Read the Guardian report. It’s eye opening.
Update 11:35 a.m.:
Microsoft provided a statement (the same one that’s in the Guardian report) denying that it gave the government blanket access to SkyDrive, Outlook.com, Skype or any Microsoft product.
“We have clear principles which guide the response across our entire company to government demands for customer information for both law enforcement and national security issues. First, we take our commitments to our customers and to compliance with applicable law very seriously, so we provide customer data only in response to legal processes. Second, our compliance team examines all demands very closely, and we reject them if we believe they aren’t valid. Third, we only ever comply with orders about specific accounts or identifiers, and we would not respond to the kind of blanket orders discussed in the press over the past few weeks, as the volumes documented in our most recent disclosure clearly illustrate. To be clear, Microsoft does not provide any government with blanket or direct access to SkyDrive, Outlook.com, Skype or any Microsoft product. Finally when we upgrade or update products legal obligations may in some circumstances require that we maintain the ability to provide information in response to a law enforcement or national security request. There are aspects of this debate that we wish we were able to discuss more freely. That’s why we’ve argued for additional transparency that would help everyone understand and debate these important issues.”
Update 4:51 p.m.:
Microsoft general counsel Brad Smith has written a blog post discussing the Guardian’s report saying there are “significant inaccuracies in the interpretations of leaked government documents.”
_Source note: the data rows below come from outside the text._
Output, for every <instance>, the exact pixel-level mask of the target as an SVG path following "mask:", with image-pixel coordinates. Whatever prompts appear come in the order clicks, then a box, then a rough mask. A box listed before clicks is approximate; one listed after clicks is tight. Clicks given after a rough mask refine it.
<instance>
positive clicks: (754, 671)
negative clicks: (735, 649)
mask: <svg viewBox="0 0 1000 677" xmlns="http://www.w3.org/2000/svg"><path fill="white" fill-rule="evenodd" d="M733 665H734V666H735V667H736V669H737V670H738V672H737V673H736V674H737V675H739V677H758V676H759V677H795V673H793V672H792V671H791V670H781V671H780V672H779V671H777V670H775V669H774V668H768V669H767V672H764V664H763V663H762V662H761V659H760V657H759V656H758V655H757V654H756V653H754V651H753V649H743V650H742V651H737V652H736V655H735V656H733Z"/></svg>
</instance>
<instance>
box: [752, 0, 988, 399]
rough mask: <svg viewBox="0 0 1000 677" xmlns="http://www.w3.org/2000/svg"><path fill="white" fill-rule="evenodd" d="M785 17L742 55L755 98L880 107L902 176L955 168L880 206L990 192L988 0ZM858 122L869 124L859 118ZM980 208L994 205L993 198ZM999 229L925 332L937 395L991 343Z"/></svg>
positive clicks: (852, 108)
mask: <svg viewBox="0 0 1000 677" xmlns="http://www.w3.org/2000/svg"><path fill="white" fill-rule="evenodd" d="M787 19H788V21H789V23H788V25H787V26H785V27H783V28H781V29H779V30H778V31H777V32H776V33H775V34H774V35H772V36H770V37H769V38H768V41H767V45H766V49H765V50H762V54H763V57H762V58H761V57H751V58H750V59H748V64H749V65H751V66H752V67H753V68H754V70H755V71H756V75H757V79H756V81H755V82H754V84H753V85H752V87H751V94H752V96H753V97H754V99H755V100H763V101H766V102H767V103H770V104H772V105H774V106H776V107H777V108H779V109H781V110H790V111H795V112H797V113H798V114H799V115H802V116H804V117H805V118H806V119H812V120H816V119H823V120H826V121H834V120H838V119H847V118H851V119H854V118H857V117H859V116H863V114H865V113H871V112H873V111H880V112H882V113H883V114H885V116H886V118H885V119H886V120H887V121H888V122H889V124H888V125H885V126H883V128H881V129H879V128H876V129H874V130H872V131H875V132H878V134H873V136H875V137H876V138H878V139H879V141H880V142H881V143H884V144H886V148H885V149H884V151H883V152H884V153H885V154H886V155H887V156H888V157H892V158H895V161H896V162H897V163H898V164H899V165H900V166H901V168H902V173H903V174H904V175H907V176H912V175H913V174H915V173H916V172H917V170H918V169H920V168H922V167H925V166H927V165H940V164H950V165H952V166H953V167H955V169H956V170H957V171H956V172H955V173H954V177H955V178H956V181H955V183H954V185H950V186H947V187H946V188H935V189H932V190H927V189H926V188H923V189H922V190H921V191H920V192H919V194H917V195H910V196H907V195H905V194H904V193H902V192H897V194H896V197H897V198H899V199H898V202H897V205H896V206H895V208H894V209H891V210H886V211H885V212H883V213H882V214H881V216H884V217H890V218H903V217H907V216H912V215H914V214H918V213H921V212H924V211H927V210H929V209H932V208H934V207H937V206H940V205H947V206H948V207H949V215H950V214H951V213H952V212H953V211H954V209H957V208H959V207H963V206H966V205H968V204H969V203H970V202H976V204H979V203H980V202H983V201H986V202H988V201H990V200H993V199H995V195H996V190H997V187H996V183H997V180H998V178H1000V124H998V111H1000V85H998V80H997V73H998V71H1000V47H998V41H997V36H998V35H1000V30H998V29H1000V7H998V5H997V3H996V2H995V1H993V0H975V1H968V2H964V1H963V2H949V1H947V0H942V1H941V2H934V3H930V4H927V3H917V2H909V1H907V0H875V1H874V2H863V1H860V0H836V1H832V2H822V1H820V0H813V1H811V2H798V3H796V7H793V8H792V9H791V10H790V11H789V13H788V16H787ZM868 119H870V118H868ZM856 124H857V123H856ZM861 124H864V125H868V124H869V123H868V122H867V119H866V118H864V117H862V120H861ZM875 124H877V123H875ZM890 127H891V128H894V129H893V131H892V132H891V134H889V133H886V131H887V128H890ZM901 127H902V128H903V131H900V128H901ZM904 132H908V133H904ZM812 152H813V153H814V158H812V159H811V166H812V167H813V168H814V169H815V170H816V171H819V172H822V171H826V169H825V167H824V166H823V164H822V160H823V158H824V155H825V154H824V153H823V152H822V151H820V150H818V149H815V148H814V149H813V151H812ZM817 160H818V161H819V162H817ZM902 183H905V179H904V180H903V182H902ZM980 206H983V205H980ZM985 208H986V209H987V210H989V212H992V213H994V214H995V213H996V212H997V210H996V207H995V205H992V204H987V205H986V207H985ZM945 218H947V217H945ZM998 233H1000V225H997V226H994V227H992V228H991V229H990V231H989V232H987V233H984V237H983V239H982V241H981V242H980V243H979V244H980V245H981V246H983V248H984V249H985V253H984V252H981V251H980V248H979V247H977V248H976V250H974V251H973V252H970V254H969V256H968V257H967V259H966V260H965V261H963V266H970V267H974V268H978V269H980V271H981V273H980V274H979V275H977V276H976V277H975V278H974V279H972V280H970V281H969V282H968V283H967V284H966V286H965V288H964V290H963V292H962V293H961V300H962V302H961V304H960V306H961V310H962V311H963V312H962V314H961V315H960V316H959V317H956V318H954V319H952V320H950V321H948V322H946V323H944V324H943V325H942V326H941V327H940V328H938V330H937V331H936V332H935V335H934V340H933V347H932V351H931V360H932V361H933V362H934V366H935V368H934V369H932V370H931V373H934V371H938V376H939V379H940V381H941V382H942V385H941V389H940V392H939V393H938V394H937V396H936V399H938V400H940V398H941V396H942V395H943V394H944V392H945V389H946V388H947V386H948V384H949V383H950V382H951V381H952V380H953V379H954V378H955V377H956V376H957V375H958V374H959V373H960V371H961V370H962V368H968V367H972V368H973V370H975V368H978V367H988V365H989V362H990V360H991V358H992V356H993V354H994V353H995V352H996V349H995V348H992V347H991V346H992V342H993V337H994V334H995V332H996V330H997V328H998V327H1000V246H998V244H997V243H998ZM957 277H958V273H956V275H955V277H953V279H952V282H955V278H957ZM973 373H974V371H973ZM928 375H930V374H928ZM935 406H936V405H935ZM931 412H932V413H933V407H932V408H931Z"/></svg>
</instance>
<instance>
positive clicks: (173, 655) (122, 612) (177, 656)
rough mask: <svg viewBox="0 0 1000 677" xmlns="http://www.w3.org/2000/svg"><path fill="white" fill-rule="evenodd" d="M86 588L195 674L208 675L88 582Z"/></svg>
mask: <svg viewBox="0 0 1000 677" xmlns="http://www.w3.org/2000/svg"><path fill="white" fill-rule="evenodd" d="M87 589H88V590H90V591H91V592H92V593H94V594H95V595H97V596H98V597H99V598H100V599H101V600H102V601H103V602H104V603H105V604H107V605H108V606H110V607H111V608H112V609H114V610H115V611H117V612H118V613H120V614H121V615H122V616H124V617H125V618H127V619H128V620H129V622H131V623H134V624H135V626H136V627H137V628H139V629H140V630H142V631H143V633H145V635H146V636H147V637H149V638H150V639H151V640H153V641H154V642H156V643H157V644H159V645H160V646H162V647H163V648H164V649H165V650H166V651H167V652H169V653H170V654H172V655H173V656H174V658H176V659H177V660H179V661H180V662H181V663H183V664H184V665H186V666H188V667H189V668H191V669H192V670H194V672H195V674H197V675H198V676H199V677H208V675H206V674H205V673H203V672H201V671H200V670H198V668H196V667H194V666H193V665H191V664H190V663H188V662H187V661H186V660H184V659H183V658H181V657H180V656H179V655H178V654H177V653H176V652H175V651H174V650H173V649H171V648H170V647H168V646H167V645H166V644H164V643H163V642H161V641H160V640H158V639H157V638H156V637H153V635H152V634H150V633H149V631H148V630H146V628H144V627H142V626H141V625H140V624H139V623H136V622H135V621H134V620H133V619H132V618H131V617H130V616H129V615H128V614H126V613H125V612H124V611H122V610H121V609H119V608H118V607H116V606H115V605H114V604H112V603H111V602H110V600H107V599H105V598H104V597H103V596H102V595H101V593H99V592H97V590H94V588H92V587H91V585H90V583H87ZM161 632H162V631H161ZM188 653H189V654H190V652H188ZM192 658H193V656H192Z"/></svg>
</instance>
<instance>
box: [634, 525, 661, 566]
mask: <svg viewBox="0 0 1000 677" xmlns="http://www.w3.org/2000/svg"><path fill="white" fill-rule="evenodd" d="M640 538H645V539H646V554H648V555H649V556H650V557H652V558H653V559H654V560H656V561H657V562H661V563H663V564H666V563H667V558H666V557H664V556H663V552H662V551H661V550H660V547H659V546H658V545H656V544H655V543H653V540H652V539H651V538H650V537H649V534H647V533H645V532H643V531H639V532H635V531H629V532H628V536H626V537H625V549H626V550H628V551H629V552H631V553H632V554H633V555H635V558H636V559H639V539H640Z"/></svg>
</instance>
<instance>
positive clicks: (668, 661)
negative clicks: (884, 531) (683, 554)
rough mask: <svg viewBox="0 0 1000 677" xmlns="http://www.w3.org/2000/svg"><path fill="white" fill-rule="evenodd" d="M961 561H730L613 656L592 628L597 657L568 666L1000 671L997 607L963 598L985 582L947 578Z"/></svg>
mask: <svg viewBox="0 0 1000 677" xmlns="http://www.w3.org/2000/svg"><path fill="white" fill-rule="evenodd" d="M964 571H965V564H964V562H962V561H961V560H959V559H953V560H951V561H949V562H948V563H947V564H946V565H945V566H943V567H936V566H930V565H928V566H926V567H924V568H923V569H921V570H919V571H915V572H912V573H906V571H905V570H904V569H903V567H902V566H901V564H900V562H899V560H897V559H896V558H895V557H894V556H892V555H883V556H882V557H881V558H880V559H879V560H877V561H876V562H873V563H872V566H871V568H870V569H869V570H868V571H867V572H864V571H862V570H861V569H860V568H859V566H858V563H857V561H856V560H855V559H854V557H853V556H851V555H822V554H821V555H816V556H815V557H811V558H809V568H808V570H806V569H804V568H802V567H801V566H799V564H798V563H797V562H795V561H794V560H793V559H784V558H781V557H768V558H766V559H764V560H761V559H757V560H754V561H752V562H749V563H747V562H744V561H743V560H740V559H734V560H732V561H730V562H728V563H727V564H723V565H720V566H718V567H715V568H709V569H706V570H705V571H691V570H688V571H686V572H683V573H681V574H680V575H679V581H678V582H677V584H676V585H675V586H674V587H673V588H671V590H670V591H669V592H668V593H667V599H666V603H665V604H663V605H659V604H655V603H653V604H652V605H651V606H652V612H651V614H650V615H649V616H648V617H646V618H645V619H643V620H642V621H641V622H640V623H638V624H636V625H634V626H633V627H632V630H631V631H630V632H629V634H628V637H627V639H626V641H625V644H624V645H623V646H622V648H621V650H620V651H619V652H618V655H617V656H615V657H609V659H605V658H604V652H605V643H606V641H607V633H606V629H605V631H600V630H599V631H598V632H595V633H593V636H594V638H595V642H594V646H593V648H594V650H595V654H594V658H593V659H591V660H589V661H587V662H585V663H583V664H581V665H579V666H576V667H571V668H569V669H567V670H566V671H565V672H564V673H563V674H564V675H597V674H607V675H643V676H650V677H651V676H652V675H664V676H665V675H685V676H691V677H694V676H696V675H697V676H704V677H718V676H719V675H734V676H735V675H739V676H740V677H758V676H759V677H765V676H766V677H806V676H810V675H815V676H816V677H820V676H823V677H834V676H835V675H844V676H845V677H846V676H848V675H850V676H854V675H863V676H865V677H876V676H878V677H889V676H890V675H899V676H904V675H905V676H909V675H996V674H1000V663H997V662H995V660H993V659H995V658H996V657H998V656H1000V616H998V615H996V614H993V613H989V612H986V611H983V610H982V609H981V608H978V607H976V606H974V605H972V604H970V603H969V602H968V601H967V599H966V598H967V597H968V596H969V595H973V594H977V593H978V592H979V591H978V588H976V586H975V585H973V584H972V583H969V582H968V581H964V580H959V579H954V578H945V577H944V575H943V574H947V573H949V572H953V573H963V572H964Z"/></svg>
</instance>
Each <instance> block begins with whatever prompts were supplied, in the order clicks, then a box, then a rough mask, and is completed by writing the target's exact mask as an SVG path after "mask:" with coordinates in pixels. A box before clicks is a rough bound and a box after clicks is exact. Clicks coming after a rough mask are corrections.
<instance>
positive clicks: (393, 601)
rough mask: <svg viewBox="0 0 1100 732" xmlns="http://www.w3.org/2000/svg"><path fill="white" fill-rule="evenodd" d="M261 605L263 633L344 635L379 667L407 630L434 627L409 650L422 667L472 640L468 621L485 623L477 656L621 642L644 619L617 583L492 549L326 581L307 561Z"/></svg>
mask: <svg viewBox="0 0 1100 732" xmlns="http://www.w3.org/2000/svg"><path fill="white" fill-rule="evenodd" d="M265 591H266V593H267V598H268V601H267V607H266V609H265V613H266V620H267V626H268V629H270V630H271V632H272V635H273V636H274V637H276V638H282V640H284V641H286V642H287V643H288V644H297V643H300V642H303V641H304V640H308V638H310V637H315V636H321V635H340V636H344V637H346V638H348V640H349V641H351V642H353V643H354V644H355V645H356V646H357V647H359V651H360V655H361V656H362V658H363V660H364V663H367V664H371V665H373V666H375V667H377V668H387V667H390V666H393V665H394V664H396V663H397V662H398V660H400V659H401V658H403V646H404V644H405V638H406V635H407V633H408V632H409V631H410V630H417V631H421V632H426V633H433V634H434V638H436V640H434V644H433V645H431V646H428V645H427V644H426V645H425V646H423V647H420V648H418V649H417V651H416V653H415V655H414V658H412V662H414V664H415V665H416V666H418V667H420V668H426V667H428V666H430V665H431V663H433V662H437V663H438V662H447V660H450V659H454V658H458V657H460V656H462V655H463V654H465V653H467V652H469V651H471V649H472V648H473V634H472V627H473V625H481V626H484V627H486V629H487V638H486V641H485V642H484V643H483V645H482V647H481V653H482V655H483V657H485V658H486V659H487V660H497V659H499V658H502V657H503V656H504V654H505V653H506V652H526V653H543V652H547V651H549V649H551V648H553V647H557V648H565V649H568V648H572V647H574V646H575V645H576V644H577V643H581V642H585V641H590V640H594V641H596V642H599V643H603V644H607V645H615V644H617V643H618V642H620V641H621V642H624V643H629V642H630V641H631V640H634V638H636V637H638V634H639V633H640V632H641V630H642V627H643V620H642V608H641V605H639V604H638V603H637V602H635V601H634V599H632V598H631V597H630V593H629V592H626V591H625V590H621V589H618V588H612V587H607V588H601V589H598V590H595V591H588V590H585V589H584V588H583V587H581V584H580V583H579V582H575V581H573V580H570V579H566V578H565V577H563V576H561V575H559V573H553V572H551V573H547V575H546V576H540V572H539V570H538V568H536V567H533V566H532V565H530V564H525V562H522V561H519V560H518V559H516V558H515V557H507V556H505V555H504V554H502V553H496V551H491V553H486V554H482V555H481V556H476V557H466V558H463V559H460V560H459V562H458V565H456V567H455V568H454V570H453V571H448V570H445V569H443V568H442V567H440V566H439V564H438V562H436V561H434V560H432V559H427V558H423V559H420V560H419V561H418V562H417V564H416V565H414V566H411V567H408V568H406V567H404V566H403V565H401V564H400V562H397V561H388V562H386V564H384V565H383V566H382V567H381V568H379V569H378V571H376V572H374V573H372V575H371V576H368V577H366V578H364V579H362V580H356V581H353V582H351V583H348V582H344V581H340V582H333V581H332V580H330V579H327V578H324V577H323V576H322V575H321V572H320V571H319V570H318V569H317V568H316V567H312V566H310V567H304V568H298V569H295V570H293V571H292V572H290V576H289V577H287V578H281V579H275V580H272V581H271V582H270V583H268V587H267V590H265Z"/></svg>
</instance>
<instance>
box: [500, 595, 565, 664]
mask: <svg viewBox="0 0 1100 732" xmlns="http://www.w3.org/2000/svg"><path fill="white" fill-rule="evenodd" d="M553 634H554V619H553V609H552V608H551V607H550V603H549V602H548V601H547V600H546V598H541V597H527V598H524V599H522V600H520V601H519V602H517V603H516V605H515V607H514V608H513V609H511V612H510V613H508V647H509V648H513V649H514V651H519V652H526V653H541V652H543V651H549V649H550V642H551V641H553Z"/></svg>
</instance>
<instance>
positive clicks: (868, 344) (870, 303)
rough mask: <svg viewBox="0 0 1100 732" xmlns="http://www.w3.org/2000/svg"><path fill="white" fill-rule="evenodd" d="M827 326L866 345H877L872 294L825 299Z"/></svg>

Smith said on Tuesday he asked U.S. Attorney General Eric Holder to allow Microsoft and other companies to give more information about how they handle requests for customer information. Interestingly, he notes that he believes the companies have the right to share information under the U.S. Constitution, which makes it clear the prohibition is coming from the NSA. Here’s a quote from Smith that indicates that: “We believe the U.S. Constitution guarantees our freedom to share more information with the public, yet the Government is stopping us.”
He may just be rocking legal style, but I like that the G is capitalized, like the Bs in “Big Brother.” With all due respect to Snoop Dogg, it ain’t nothin’ but a G thang, baby.
If the Constitution gives cover to Microsoft and the other tech companies to discuss how it handles national security requests for customer information, then I’m looking for a tech company to stick its neck out and provide that information. That company would secure a brand distinction for transparency. But the company would need to weigh that against a potential whipping by the NSA.
About Hotmail and Outlook.com, Smith wrote, “We do not provide any government with direct access to emails or instant messages. Full stop.” He added that the company did talk to the government about legal compliance requirements as it prepared to launch Outlook.com, “in none of these discussions did Microsoft provide or agree to provide any government with direct access to user content or the ability to break our encryption.” He said the same is true of SkyDrive and Skype.
The Guardian reacts to Smith’s post in this report.